The toughening of Queensland’s criminal law penalties are poorly considered ‘law on the run’ measures which suggest the Government has no trust in its judges.

Law changes pushed through Parliament last week include a controversial new 25 year non-parole period for a person convicted of murdering a police officer in the line of duty.

The Criminal Law Amendment Bill pushes through a range of tougher penalties, with a doubling of the sentence for a serious assault on a police officer from seven to 14 years.

The non-parole period for murder will rise from 15 to 20 years, and the non-parole period for double-murder jumps from 20 to 30 years. Also under the new laws, a person convicted of evading police will lose their drivers’ licence for two years and pay a mandatory $5000 fine under the changes.

The effect of the new law changes suggests the Government has no faith in the judges or the courts to determine sentences appropriate to the offence.

Rather than impose rigid sentences by legislation the justice system should allow the courts and the parole board to have flexibility in imposing non-parole sentencing periods.

The individual circumstances of each case should not be steamrollered by some ‘one size fits all’ sentencing regime.

Under the new laws a person convicted of a euthanasia “mercy killing” would be automatically condemned to an increased prison term with neither the courts nor the parole board able to exercise any discretion.

There are often circumstances which call for some leniency in sentences. These laws don’t allow it and they should allow it.

A ‘strait-jacketing’ of the courts will not be effective as a deterrent against crime. Increasing the non-parole sentence for murder will not reduce crime rates and will only contribute to an overloaded, under-resourced prison system.

I am critical of the inconsistency of a special sentencing for murdering a police officer whilst ignoring other –unarmed- front line people such as firemen and ambulance personnel, prison officers, medical staff and SES workers.
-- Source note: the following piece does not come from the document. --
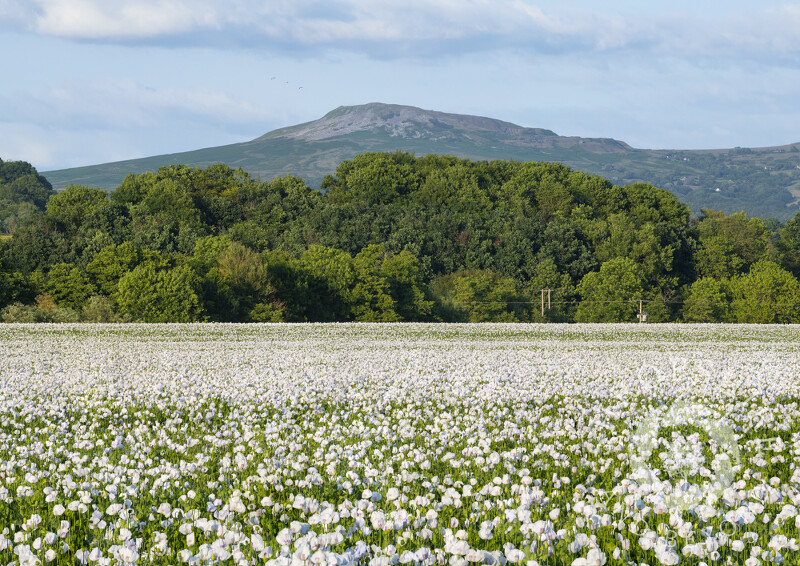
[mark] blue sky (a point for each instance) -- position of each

It suggests that while we hold all life as sacred, some lives are more sacred than others. A special sentence just for police victims sends the wrong message to all of our emergency service workers.

This is really a pushing ahead with election pledges rather than delivering needed reforms to our criminal law system. It’s deplorable that the Sentencing Advisory Council, set up by the government to rubber stamp its mandatory sentencing push, and which instead bravely rejected the idea, is now disbanded and the community’s input on sentencing has effectively been terminated.
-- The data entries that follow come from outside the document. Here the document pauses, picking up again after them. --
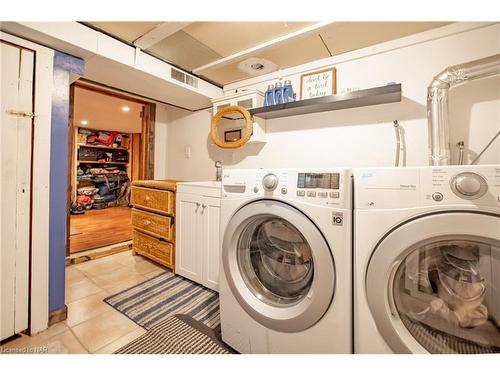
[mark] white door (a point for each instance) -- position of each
(278, 265)
(433, 284)
(17, 71)
(188, 247)
(210, 215)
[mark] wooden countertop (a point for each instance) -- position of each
(157, 184)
Other States allow their courts to have some power in setting minimum non-parole periods which can be tailored on a sliding scale to fit the crime.
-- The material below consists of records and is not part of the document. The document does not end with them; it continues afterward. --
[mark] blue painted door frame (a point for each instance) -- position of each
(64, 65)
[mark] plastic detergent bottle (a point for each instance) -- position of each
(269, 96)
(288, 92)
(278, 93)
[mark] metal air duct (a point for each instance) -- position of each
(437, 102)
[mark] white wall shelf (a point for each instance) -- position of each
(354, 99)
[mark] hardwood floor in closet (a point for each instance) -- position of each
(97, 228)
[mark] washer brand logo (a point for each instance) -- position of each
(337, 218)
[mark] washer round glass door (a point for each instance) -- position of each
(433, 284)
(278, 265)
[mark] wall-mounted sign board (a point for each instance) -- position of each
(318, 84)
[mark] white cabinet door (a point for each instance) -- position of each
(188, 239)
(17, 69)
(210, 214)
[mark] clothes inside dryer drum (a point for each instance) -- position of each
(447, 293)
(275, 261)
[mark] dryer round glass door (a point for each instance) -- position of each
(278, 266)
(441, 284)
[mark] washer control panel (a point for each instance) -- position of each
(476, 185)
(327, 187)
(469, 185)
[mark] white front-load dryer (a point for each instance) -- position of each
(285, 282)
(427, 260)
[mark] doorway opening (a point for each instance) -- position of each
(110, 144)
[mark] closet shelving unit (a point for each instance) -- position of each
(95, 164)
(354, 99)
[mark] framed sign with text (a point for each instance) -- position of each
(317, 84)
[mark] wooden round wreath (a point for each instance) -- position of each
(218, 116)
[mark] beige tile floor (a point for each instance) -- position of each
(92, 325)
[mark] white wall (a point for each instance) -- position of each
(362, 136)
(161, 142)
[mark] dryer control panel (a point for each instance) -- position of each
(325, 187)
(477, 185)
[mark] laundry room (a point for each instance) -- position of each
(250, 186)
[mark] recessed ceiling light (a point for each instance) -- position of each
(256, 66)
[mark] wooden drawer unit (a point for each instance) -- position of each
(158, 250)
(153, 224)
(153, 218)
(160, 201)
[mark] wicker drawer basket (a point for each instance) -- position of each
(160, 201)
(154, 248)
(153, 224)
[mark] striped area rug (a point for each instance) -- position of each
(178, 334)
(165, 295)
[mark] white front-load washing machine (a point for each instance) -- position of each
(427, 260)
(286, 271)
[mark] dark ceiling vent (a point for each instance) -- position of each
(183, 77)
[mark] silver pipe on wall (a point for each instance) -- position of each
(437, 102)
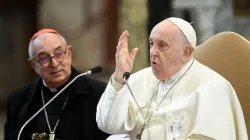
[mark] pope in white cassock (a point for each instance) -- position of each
(175, 91)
Many crimes in Queensland are domestic, emotion-driven offences rather than committed by career criminals. Our courts should be able to weigh the individual circumstances of every case and determine an appropriate punishment.

Tougher penalties with longer non-parole periods will only encourage defendants to fight charges even more, which will make trials more complex because a lack of sentencing discretion means there is only one penalty.

The law changes are a misguided and poorly conceived measure to impose a ‘one size fits all’ penalty across a large range of offences.

What we don’t see here is any confidence in the ability of the courts to discharge their responsibilities. If anything this is a vote of no confidence in our judges who frankly deserve better.

By Bill Potts, Director of criminal defence law firm Potts Lawyers.